暇な人だと勝手な解釈をして無言を貫いていると気分を良くしたのか。
高らかな笑い声が聞こえ、それに続くように取り巻き達も笑い声を上げ始めた。
「黙ってしまうなんてリティル公爵のために服毒自殺したという噂は本当みたいですね。」
「なんでもいっそのこと死んでくれたら楽だといわれたとか。」
「政略結婚だもの。愛が無くて当然だというのに何を勘違いしたのでしょうね。」
「そこまで言ったら可哀想よ。ほらもう泣きそうよ。」
好き勝手言い始めた取り巻きを宥める様にしながらこちらに視線を向けた彼女の目には私が泣きそうに立ち尽くしているように見えるらしい。
全く以て泣きそうではないのだが、勝手に言ってろと無視を決め込んでいた。
それも全てこの後に控えているミノラ地方へのお出かけのため。
正直、彼女たちを口で負かすことなど造作もないが。
ここで揉め事を起こすことで白紙にされては意味がないとただ我慢しているのだ。
「あ、いたいた!」
「お兄様!?」
「エレノア、城に来てるなら真っ先に俺の所に来てよね。」
勢いよく扉を開けて入ってきたのは花の都で出会った王子イライアスの姿で、女性専用という言葉は彼には関係ないようで満面の笑みを浮かべているのが見える。
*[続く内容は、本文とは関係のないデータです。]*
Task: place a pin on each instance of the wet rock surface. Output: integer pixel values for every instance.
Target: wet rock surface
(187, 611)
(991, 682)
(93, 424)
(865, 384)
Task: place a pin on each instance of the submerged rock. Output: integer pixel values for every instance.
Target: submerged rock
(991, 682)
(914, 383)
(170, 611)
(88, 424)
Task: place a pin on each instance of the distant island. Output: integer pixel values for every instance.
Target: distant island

それにしてもオレーシャ王女の言ったお兄様という言葉。
よくよく考えれば王子と王女が兄妹なのは必然なのだが、嫌味に気を取られていたため今更気付いたと二人を見比べているとイライアスに無視されたことで先ほどまで機嫌の良さそうだった彼女の顔が一気に歪んでいった。
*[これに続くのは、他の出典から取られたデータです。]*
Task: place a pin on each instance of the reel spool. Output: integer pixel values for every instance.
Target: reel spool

また面倒なことに巻き込まれそうだとため息を溢したが、彼にはそんなこと関係ないらしい。
「どうしたの、エレノア。会うのが少し久しぶりだから緊張してくれているのかな。」
「それはないです。」
「ふふ、いつものエレノアだ。」
「お兄様!どうして無視なさるのですか!!」
「あ、オレーシャ居たんだ。エレノア以外視界に入らなくなってたみたい。何か用?」
「っ。」
「用がないなら彼女を連れてっても良いよね。エレノア、あっちに君の好きなお菓子を用意したんだ。」
さり気ない動作で腰に手を当てられ、そのまま別の部屋へと案内された。
断ろうかとも考えたが、ここで嫌味を言われ続けていたらそのうち本性が出てきてしまいそうだと思っていたからちょうどいい。
そんなことを考えながら促されるまま椅子にソファーに腰かけるとテーブルに用意されたお菓子の数々に目を奪われた。
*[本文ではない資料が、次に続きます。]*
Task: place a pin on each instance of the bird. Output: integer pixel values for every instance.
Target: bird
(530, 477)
「エレノアは甘い物を好んで食していると聞いたからね。色々用意したんだ。これとかおすすめだよ。」
彼が示したのは苺の乗せられた白いムースのようなもので、初めて見るそれにこれは何だろうと観察してみる。
「これはクレームダンジュと言ってクセの無いフレッシュチーズのフロマージュブランに泡立てたクリームとグラニュー糖。あとメレンゲを混ぜて作るものだよ。ムースのようにしっとりと軽い口当たりでベリー系のソースと相性抜群だから是非食べてもらいたくてね。」
「いただきます。」
挨拶を済ませてからフォークで一口含んでみると彼の言う通りのムースのようにしっとりとした食感と酸味のあるベリーソースがアクセントになりとても美味しい。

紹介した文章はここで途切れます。